Barn Swallows are leaving and in many areas have already left on their long distance migration to Central and South America. Originally a cave-roosting bird, they became a worldwide species having successfully spread with human development—taking advantage of open human structures like barns and bridges for breeding, and wires for roosting. They prefer open country near water, catching insect prey on the wing. They have shiny cobalt-blue upper parts, cinnamon foreheads and bibs, and off-white underparts. The long outer tail feathers of adults makes them easy to tell apart from the other North American swallows, and the swallow tails of males are considerably longer than in females.


Tree Swallow 6/11/18

Tree Swallows, sometimes called White-bellied Swallows, arrive in April from southernmost parts of North America, the Caribbean, and northern Central America while other North American Swallows winter farther south. Males are an iridescent blue-green on their uppersides and white below, while females are browner above with just hints of blue-green iridescence. As females age they become more colorful and iridescent like the males. They’re found near open fields and wetlands and nest in tree cavities but take readily take to nest boxes like this one.  They raise their young on insects caught on the wing, but if caught by a cold snap early in the season, they can supplement their diet with berries.

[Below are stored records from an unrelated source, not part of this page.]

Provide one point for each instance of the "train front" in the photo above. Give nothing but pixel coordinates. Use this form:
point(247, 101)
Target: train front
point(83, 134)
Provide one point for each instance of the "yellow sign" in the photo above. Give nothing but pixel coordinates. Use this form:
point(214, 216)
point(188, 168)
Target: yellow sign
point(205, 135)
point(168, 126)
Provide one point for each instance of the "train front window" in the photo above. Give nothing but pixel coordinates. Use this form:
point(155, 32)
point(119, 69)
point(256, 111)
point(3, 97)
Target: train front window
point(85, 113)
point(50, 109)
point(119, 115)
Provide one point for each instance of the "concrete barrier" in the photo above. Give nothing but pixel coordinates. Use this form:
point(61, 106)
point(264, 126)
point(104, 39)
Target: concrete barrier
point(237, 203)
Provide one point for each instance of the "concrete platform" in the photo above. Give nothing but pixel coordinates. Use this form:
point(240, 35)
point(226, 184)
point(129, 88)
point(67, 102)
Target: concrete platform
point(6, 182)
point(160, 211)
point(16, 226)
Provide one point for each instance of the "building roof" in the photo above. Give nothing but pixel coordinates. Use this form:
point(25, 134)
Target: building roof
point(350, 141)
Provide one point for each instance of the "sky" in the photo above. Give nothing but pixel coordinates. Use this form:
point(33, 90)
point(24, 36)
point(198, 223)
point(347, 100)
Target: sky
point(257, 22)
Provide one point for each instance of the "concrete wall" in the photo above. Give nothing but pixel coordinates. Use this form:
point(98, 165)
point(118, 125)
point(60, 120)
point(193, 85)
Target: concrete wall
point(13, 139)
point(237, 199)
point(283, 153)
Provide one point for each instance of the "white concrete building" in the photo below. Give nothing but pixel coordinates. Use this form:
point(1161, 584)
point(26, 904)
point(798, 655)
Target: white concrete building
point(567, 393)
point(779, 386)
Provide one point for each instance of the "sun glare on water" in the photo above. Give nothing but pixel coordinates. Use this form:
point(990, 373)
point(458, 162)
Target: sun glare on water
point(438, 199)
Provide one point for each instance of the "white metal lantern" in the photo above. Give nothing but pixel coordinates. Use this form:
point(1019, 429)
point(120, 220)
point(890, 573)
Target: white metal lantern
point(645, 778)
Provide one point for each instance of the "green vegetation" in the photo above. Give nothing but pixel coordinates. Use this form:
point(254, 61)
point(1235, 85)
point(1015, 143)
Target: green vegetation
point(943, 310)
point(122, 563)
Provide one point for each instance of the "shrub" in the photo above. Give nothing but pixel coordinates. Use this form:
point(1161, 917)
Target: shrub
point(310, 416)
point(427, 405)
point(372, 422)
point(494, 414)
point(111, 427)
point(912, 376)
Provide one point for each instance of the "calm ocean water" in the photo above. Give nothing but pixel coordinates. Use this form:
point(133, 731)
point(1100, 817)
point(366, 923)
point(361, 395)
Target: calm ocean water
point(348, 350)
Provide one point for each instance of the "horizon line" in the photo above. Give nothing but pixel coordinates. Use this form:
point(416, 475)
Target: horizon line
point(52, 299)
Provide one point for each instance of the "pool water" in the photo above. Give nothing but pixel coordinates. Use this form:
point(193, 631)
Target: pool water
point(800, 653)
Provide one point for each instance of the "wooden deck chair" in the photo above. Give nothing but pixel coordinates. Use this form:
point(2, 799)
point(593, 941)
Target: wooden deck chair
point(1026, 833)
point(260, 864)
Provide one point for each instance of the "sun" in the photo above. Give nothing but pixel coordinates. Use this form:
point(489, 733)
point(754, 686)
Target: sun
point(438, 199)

Purple Martin male 5/21/18

Largest of the North American swallows, Purple Martins are still reeling from population declines due to the introduction of invasive species like European Starlings and House Sparrows who outcompete them for cavity nest sites. In the east they are mostly colonial and depend entirely on nest boxes and gourds put out by people, while in the west and southeast they still nest singly in natural cavities. Like other swallows their habitat is open country near water where they forage for larger insect prey like dragonflies at higher altitudes than other swallows. Adult males are dark blue and iridescent, while females and immature are browner-backed and lighter breasted, with patchier bits of less glossy blue.


Purple Martin female 7/14/14


Purple Martins are the biggest of the North American swallows and during the breeding season come in 4 different plumages. Adult males are dark all over with a glossy blue sheen both above and below, while subadult males have lighter chests and bellies with random dark blotches. Adult females like the one above are blue black above with some browner areas with a duller sometimes streaked breast and belly, while sub-adult females are even lighter bellied and mostly brownish with little or no blue sheen on their topsides. Adult plumage develops in two year-old martins. However subadults commonly breed after their first year.


Cliff Swallows 6/17/14


Cliff Swallows are more widespread than you’d think, found all over North America, they just aren’t very common in numbers, though populations are expanding here in the east. They build their nests of mud pellets under eaves and bridges and on cliffs adjoining open country, but aren’t the swallow that burrows into sandy cliffs (that’s the Bank Swallow). In the West Cliff Swallows are often found in huge colonies, but under these East Margaree eaves is a colony of just two nests. The adult bird on the left appears to have some white in its throat right under the bill which I’ve never seen before, more typically the throat is all chestnut like the adult on the right. Juveniles are much darker, and lack the whitish forehead that distinguishes this species.


Tree Swallows 5/10/14


Swallows are pretty different in shape from other perching birds, their streamlined body and long pointed wings make them considerably more energy efficient in flight, which helps with long distance migrations. They’re cavity-nesters, taking readily to nest boxes, and are quite gregarious birds both during and after the breeding season. Typically pairs only raise one brood per year. Winter flocks have been documented containing over a million birds.


Tree Swallow swarm 8/23/13


Tree Swallows are gregarious birds, becoming even moreso after the breeding season when they gather to form large flocks for roosting and migrating. First you’ll see small flocks gather, then the small flocks become large ones like this one at Plum Island which I watched swooping and swirling like a living tornado.